Solar-light-driven reduction of CO 2 -to-CH 4 is a complex process involving multiple elementary reactions and various by-products. Achieving high CH 4 activity and selectivity therefore remain a significant challenge. Here we show a bioinspired photocatalyst with flexible dual-metal-site pairs (DMSPs), which exhibit dynamic self-adaptive behaviour to fit mutative C1 intermediates, achieving CO 2 -to-CH 4 photoreduction. The Cu and Ni DMSPs in their respective single-site forms under flexible microenvironment are incorporated into a metal-organic framework (MOF) to afford MOF-808-CuNi. This dramatically boosts CH 4 selectivity up to 99.4% (electron basis) and 97.5% (product basis), and results in a high production rate of 158.7 μmol g −1 h −1 with a sacrificial reagent. Density functional theory calculations reveal that the flexible self-adaptive DMSPs can stabilize various C1 intermediates in multistep elementary reactions, leading to highly selective CO 2 -to-CH 4 process.
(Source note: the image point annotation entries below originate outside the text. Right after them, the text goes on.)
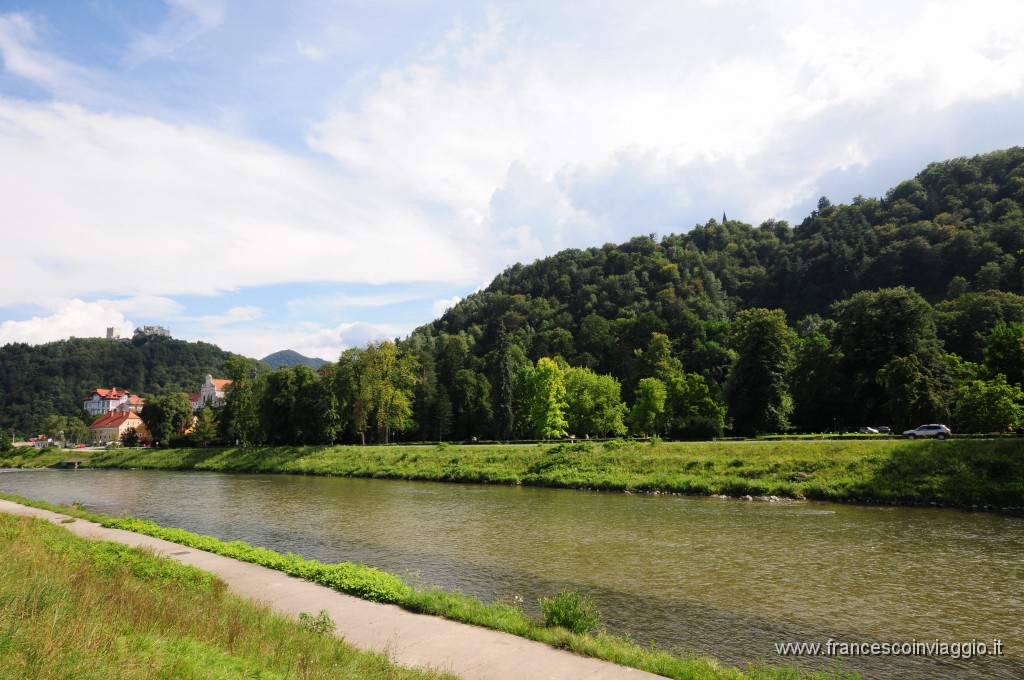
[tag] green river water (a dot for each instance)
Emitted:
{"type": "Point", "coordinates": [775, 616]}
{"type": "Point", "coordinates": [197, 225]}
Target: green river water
{"type": "Point", "coordinates": [728, 578]}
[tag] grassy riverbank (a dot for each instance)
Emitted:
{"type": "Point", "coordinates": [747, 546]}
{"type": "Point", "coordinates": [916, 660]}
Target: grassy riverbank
{"type": "Point", "coordinates": [77, 608]}
{"type": "Point", "coordinates": [162, 577]}
{"type": "Point", "coordinates": [960, 472]}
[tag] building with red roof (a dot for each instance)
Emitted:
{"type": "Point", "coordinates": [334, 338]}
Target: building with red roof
{"type": "Point", "coordinates": [109, 427]}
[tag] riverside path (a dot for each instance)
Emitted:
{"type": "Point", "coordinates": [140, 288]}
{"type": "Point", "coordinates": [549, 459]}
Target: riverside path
{"type": "Point", "coordinates": [407, 638]}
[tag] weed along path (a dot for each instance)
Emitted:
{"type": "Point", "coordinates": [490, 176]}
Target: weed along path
{"type": "Point", "coordinates": [407, 638]}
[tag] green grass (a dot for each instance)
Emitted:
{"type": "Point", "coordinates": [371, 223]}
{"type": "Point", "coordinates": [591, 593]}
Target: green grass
{"type": "Point", "coordinates": [961, 472]}
{"type": "Point", "coordinates": [76, 608]}
{"type": "Point", "coordinates": [502, 615]}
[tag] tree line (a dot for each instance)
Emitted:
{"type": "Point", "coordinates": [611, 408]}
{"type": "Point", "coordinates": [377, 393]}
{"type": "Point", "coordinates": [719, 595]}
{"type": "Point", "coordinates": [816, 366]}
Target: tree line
{"type": "Point", "coordinates": [895, 310]}
{"type": "Point", "coordinates": [880, 354]}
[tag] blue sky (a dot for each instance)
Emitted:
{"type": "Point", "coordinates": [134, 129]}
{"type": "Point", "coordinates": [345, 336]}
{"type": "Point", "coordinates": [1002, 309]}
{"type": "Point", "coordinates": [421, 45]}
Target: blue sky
{"type": "Point", "coordinates": [313, 175]}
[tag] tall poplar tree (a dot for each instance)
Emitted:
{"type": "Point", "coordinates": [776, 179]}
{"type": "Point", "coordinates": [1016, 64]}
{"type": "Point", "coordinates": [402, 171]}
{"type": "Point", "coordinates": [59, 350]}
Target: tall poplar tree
{"type": "Point", "coordinates": [757, 391]}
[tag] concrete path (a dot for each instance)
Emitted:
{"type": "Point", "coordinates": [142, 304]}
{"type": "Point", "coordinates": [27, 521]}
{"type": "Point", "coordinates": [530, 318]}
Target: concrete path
{"type": "Point", "coordinates": [408, 639]}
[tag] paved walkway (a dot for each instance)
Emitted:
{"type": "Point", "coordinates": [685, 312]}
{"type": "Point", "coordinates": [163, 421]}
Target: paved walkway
{"type": "Point", "coordinates": [407, 638]}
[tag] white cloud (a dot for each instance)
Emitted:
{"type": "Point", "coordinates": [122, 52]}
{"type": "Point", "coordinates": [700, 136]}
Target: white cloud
{"type": "Point", "coordinates": [128, 205]}
{"type": "Point", "coordinates": [440, 306]}
{"type": "Point", "coordinates": [308, 339]}
{"type": "Point", "coordinates": [678, 89]}
{"type": "Point", "coordinates": [343, 301]}
{"type": "Point", "coordinates": [239, 314]}
{"type": "Point", "coordinates": [187, 20]}
{"type": "Point", "coordinates": [71, 319]}
{"type": "Point", "coordinates": [22, 56]}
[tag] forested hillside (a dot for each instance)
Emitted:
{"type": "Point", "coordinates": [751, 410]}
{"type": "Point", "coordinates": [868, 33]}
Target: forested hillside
{"type": "Point", "coordinates": [52, 379]}
{"type": "Point", "coordinates": [923, 274]}
{"type": "Point", "coordinates": [897, 310]}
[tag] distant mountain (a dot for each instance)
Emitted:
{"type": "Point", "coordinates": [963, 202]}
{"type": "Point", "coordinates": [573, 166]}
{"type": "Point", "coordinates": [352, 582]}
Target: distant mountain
{"type": "Point", "coordinates": [292, 358]}
{"type": "Point", "coordinates": [51, 379]}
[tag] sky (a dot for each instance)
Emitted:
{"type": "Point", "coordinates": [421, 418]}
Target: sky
{"type": "Point", "coordinates": [316, 174]}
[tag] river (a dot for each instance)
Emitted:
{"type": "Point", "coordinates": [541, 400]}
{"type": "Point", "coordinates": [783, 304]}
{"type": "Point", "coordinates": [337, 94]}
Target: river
{"type": "Point", "coordinates": [727, 578]}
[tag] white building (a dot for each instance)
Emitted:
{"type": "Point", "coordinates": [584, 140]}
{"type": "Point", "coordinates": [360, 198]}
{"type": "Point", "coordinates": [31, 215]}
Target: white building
{"type": "Point", "coordinates": [212, 393]}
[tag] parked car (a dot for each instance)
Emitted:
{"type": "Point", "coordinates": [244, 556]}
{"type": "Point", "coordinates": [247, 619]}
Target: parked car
{"type": "Point", "coordinates": [934, 430]}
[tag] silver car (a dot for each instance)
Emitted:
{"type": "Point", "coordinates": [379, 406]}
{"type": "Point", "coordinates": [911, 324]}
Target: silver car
{"type": "Point", "coordinates": [934, 430]}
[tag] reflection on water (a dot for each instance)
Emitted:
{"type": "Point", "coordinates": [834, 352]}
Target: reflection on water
{"type": "Point", "coordinates": [727, 578]}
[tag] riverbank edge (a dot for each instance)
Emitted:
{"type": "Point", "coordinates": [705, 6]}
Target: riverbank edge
{"type": "Point", "coordinates": [82, 605]}
{"type": "Point", "coordinates": [502, 617]}
{"type": "Point", "coordinates": [973, 474]}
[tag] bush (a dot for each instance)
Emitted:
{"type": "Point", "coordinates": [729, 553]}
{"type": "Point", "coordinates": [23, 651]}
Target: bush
{"type": "Point", "coordinates": [570, 610]}
{"type": "Point", "coordinates": [322, 624]}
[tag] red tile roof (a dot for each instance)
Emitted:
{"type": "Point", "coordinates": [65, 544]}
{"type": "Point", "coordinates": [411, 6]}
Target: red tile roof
{"type": "Point", "coordinates": [113, 393]}
{"type": "Point", "coordinates": [114, 419]}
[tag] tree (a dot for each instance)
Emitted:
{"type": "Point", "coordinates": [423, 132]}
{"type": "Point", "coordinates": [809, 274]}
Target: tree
{"type": "Point", "coordinates": [547, 400]}
{"type": "Point", "coordinates": [130, 437]}
{"type": "Point", "coordinates": [504, 392]}
{"type": "Point", "coordinates": [913, 393]}
{"type": "Point", "coordinates": [315, 410]}
{"type": "Point", "coordinates": [206, 428]}
{"type": "Point", "coordinates": [166, 416]}
{"type": "Point", "coordinates": [647, 414]}
{"type": "Point", "coordinates": [240, 418]}
{"type": "Point", "coordinates": [374, 386]}
{"type": "Point", "coordinates": [991, 406]}
{"type": "Point", "coordinates": [471, 404]}
{"type": "Point", "coordinates": [6, 440]}
{"type": "Point", "coordinates": [1005, 352]}
{"type": "Point", "coordinates": [76, 431]}
{"type": "Point", "coordinates": [818, 385]}
{"type": "Point", "coordinates": [693, 412]}
{"type": "Point", "coordinates": [872, 329]}
{"type": "Point", "coordinates": [278, 408]}
{"type": "Point", "coordinates": [595, 404]}
{"type": "Point", "coordinates": [757, 389]}
{"type": "Point", "coordinates": [657, 360]}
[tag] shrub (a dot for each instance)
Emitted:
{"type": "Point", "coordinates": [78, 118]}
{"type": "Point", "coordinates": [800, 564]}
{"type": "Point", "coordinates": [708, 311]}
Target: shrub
{"type": "Point", "coordinates": [570, 610]}
{"type": "Point", "coordinates": [322, 624]}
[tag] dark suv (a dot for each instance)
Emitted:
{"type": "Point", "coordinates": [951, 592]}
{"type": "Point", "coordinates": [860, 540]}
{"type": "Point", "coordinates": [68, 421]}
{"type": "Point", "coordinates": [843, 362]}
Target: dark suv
{"type": "Point", "coordinates": [937, 431]}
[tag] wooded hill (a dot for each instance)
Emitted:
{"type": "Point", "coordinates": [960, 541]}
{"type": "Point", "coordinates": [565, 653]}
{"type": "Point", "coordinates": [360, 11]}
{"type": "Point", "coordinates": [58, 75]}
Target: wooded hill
{"type": "Point", "coordinates": [52, 379]}
{"type": "Point", "coordinates": [948, 243]}
{"type": "Point", "coordinates": [895, 310]}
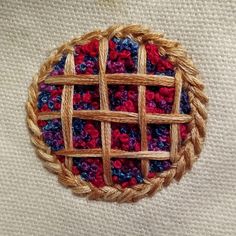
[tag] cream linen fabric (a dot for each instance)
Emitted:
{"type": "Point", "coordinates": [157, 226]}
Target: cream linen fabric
{"type": "Point", "coordinates": [31, 200]}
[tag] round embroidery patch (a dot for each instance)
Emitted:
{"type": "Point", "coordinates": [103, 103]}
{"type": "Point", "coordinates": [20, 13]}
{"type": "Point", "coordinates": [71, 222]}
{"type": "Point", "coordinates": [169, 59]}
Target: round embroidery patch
{"type": "Point", "coordinates": [117, 114]}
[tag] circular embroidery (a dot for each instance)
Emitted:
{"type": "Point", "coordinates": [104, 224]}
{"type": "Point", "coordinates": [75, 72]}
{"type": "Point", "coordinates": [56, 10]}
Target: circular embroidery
{"type": "Point", "coordinates": [117, 114]}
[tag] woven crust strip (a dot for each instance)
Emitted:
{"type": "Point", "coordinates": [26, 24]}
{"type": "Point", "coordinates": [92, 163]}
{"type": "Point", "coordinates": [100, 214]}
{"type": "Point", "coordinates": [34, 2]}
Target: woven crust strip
{"type": "Point", "coordinates": [182, 158]}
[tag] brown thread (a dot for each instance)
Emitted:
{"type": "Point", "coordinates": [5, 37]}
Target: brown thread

This work demonstrates that efficient and selective heterogeneous catalytic processes can be achieved by stabilizing reaction intermediates via the self-adaptive DMSP mechanism. CH 4 selectivity in CO 2 photoreduction is a kinetic challenge as a result of the complex pathway involving many intermediates. Here, the authors present dual-metal-site pairs embedded in a metal-organic framework structure with flexible adaptive active sites leading to high CH 4 activity and selectivity.